This last result actually explains the prevalence of general covariance. The laws of a spacetime theory are typically stated as relations between invariant properties. Therefore if they are satisfied by one spacetime, they must also be satisfied by a transform of that spacetime that shares all the original's invariant geometric properties.

All observables can be reduced to invariants. For example, if one makes a journey from one galaxy to another, all observables pertinent to the trip will be invariants. These include the time elapsed along the journey, whether the spaceship is accelerating or not at any time in its journey, the age of the galaxy one leaves at the start of the trip and the age of the destination galaxy at the end and all operations that may involve signaling with particles or light pulses.

Therefore, since the two spreadings or distributions agree on invariants, they also agree on all observables and are observationally indistinguishable.

4. What Represents Spacetime? Manifold Substantivalism

We want to know whether we can conceive of spacetime as a substance, that is, as something that exists independently. To do this, we need to know what in the above structures represents spacetime. One popular answer to that question is that the manifold of events represents spacetime. We shall see shortly that this popular form of the answer is the one that figures in the hole argument. This choice is natural since modern spacetime theories are built up by first positing a manifold of events and then defining further structures on them. So the manifold plays the role of a container just as we expect spacetime does.[4]

The notion that the manifold represents an independently existing thing is quite natural in the realist view of physical theories. In that view one tries to construe physical theories literally. If formulated as above, a spacetime is a manifold of events with certain fields defined on the manifold. The literal reading is that this manifold is an independently existing structure that bears properties.

Appealing as manifold substantivalism once was, after one sees what trouble it causes, it becomes tempting to insist that the manifold of events lacks properties essential to spacetime. For example, there is no notion of past and future, of time elapsed or of spatial distance in the manifold of events. Thus one might be tempted to identify spacetime with the manifold of events plus some further structure that supplies these spatiotemporal notions. In relativistic cosmologies, that further structure would be the metrical structure. Readers who pursue this issue further will find that this escape from the hole argument sometimes succeeds and sometimes fails. In certain important special cases, alternative versions of the hole argument can be mounted against the manifold-plus-further-structure substantivalists. (See Norton 1988.)

In general relativity, there is a further problem with arguing that the metric field properly belongs to spacetime since it carries essential spatiotemporal properties. The metric field of general relativity also carries energy and momentum — the energy and momentum of the gravitational field. This energy and momentum is freely interchanged with other matter fields in spacetimes. It is the source of the huge quantities of energy released as radiation and heat in stellar collapse, for example. To carry energy and momentum is a natural distinguishing characteristic of matter contained within spacetime. So the metric field of general relativity seems to defy easy characterization. We would like it to be exclusively part of spacetime the container, or exclusively part of matter the contained.
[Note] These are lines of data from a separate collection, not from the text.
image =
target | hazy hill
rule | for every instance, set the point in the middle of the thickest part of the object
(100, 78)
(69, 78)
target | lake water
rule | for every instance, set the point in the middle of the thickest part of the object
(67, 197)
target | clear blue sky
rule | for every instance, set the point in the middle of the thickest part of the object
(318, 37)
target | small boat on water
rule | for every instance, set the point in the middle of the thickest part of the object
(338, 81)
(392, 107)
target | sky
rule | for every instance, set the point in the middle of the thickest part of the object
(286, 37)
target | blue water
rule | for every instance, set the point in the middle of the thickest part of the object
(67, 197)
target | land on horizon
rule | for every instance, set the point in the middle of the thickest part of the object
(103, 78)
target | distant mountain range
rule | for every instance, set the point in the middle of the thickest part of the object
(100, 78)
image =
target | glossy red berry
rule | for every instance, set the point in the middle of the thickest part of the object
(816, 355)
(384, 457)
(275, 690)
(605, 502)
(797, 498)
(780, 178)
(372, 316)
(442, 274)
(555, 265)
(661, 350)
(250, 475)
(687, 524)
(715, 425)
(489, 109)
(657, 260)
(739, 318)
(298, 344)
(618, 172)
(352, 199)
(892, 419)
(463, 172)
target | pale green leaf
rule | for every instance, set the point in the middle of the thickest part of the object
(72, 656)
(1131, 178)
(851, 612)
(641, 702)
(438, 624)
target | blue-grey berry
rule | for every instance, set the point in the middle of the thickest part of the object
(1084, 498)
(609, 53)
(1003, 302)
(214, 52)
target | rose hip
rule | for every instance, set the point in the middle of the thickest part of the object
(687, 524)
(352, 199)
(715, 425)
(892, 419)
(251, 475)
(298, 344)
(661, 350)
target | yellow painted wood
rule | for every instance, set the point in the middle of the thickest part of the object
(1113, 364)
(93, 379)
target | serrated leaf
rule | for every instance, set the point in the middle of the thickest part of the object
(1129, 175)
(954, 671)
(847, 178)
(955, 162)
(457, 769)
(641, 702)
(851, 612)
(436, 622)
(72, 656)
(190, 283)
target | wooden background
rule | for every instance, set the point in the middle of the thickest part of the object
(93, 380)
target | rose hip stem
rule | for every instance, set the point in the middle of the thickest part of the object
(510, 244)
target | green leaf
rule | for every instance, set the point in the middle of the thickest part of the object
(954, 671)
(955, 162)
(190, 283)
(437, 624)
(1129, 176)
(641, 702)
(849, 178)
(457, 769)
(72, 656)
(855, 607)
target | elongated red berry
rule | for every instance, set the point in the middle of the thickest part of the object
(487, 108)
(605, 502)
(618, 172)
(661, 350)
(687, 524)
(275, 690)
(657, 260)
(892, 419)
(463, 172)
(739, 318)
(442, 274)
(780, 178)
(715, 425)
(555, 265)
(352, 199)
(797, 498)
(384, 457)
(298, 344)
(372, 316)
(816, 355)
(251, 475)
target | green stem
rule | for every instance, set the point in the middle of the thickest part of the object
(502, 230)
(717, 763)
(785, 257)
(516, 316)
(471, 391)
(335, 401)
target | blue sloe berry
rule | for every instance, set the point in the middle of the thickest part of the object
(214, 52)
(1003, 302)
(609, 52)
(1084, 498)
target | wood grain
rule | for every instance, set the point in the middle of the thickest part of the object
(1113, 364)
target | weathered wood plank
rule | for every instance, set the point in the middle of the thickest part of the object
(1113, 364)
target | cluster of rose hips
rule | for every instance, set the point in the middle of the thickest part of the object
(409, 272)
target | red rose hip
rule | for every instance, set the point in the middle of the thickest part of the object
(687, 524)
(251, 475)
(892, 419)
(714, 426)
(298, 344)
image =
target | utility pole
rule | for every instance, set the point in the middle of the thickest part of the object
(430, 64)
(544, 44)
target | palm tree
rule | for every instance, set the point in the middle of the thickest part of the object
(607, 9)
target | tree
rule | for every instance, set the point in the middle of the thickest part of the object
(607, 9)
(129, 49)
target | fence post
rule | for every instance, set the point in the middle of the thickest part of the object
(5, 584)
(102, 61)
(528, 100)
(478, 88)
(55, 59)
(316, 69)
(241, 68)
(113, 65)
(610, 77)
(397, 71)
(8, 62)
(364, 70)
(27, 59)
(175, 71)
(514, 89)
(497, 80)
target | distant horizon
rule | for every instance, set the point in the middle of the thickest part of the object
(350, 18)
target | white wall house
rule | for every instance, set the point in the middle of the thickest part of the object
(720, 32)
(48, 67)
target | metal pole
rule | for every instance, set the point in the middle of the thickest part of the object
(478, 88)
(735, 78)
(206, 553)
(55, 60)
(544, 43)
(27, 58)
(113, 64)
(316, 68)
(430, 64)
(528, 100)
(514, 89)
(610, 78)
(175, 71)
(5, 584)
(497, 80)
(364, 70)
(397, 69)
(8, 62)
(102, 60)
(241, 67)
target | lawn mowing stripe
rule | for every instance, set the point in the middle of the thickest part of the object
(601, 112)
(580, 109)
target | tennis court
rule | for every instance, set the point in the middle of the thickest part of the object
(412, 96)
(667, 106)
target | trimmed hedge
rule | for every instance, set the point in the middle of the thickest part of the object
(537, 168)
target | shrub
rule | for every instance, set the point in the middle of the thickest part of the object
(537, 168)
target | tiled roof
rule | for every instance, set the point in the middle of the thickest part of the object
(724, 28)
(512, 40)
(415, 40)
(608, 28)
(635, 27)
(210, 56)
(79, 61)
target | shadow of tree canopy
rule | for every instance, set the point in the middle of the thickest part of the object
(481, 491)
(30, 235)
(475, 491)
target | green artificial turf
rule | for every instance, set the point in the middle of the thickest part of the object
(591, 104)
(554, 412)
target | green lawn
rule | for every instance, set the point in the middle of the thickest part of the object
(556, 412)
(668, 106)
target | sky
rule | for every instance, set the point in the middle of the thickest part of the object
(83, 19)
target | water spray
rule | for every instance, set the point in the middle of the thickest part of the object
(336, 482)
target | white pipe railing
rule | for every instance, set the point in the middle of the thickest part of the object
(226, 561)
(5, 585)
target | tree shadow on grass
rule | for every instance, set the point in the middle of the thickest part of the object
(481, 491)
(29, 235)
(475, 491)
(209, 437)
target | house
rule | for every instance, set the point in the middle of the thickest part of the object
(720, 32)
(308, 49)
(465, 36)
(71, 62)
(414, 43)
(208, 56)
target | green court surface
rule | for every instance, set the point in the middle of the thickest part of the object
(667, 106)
Yet is seems to be part of both.

5. The Price of Spacetime Substantivalism

So far we have characterized the substantivalist doctrine as the view that spacetime has an existence independent of its contents. This formulation conjures up powerful if vague intuitive pictures, but it is not clear enough for interpretation in the context of physical theories. If we represent spacetime by a manifold of events, how do we characterize the independence of its existence? Is it the counterfactual claim that were there no metric or matter fields, there would still be a manifold of events? That counterfactual is automatically denied by the standard formulation which posits that all spacetimes have at least metrical structure. That seems too cheap a refutation of manifold substantivalism. Surely, there must be an improved formulation. Fortunately, we do not need to wrestle with finding it. For present purposes we need only consider a consequence of the substantivalist view and can set aside the task of giving a precise formulation of the substantivalist view.

In their celebrated debate over space and time, Leibniz taunted the substantivalist Newton's representative, Clarke, by asking how the world would change if East and West were switched. For Leibniz there would be no change since all spatial relations between bodies would be preserved by such a switch. But the Newtonian substantivalist had to concede that the bodies of the world were now located in different spatial positions, so the two systems were physically distinct.

Correspondingly, when we spread the metric and matter fields differently over a manifold of events, we are now assigning metrical and material properties in different ways to the events of the manifold. For example, imagine that a galaxy passes through some event E in the hole. After the hole transformation, this galaxy might not pass through that event. For the manifold substantivalist, this must be a matter of objective physical fact: either the galaxy passes through E or not. The two distributions represent two physically distinct possibilities.

Figure shows galaxy passes through E before the hole transformation but not after it.
Figure 6. Does the galaxy pass through event E?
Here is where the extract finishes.